Evidence from our laboratory that complete HPC damage in rats has dissociable effects on anterograde and retrograde memory in contextual fear conditioning. Complete damage made to the HPC before a single contextual fear conditioning session (Anterograde) did not cause anterograde amnesia, suggesting that, in absence of the HPC, non-HPC memory systems can readily acquire and support the memory for successful performance on the retention test. However, complete HPC damage induced 1–3 days after a single contextual fear conditioning session (Retrograde) almost abolished freezing during the retention test, suggesting profound retrograde amnesia and that contextual fear conditioning is normally dependent on the HPC. That contextual fear conditioning is normally dependent on the HPC, but can be supported by non-HPC memory systems in absence of the HPC implies that in the intact brain the HPC and non-HPC systems interact and that the HPC overshadows or prevents the non-HPC systems from acquiring an independent memory.

Figure 2

Mean (+ SEM) percent time freezing during a retention test by Sham and HPC rats that received either a single or repeated contextual fear conditioning sessions before surgery.
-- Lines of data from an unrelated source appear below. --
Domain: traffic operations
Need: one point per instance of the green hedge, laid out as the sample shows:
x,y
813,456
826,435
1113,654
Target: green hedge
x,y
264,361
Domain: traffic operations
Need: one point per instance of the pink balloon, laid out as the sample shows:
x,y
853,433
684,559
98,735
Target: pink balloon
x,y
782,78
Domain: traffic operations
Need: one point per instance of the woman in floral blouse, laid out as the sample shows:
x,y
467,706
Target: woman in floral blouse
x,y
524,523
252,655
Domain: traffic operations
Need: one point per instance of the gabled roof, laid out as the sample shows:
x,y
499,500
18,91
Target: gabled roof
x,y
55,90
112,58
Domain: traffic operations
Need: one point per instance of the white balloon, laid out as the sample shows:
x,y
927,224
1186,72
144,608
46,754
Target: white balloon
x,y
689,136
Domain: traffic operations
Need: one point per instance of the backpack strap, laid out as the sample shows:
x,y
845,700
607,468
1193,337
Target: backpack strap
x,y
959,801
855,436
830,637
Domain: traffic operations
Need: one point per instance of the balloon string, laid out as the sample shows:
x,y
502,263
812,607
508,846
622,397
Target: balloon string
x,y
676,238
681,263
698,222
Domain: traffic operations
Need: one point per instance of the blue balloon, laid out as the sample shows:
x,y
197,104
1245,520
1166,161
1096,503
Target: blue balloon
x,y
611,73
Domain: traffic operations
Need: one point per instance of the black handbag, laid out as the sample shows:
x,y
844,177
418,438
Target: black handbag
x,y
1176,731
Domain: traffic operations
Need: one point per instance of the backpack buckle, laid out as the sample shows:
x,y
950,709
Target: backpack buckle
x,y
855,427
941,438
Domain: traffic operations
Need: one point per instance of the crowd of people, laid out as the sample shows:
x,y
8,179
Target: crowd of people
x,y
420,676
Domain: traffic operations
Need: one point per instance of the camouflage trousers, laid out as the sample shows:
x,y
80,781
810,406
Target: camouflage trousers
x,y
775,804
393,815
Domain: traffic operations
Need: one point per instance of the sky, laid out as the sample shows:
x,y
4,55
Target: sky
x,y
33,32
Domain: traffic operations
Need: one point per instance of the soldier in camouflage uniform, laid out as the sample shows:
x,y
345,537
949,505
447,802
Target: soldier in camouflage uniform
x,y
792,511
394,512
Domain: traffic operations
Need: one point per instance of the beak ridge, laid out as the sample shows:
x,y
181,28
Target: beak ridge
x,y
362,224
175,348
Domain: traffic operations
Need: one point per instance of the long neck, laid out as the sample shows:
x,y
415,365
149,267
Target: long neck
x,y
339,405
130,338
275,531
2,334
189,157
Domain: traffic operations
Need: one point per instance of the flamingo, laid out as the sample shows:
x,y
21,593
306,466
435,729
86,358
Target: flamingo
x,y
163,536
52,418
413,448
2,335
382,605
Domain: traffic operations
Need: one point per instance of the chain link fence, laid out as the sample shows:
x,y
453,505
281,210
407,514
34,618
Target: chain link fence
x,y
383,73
Complete HPC damage after a single (massed) contextual fear conditioning session that involved 12 foot shocks given within 17 min caused a significant freezing impairment (p < .05), suggesting that the damage caused severe retrograde amnesia and that the memory is dependent on the HPC. Oppositely, rats that received complete HPC damage after repeated conditioning sessions distributed across 6 days, which also in total involved 12 shocks and 17 minutes within the conditioning context, did not freeze significantly less than their respective control group (p > .05). Moreover, the HPC rats from the repeated condition showed significantly more freezing than the HPC rats from the single condition (p < .05). Hence, repeated conditioning sessions prevented the retrograde amnesic effects of complete HPC damage, implying that non-HPC systems were able to establish an HPC-independent memory and that repeated learning sessions mitigated the HPC overshadowing. The findings are adapted from and are fully described in Lehmann et al. (2009).

Figure 3

Mean (+ SEM) novel object investigation ratio during an object recognition retention test by Sham and HPC rats that received 5, 10, or 30 sample/learning sessions before surgery. Complete HPC damage induced 3–5 days after 5 sample sessions, lasting 5 minutes each and distributed across 5 consecutive days, caused retrograde amnesia. Indeed the Sham rats showed a significant preference (above chance; p < .05) for the novel object during the 2-minute retention test, but not the HPC rats (p > .05). In contrast, HPC-damaged rats that received 10 sample sessions, each lasting 5 minutes and distributed over 2 weeks, did not show a retrograde impairment as they investigated the novel object significantly more than the sample object (p < .05). A similar preference for the novel object (p < .05) was observed when the HPC rats received 30 sample sessions, distributed across 6 weeks, prior to surgery. Combined, these findings suggest that object recognition memory may be dependent on the HPC, but that additional learning non-HPC systems may also support the memory.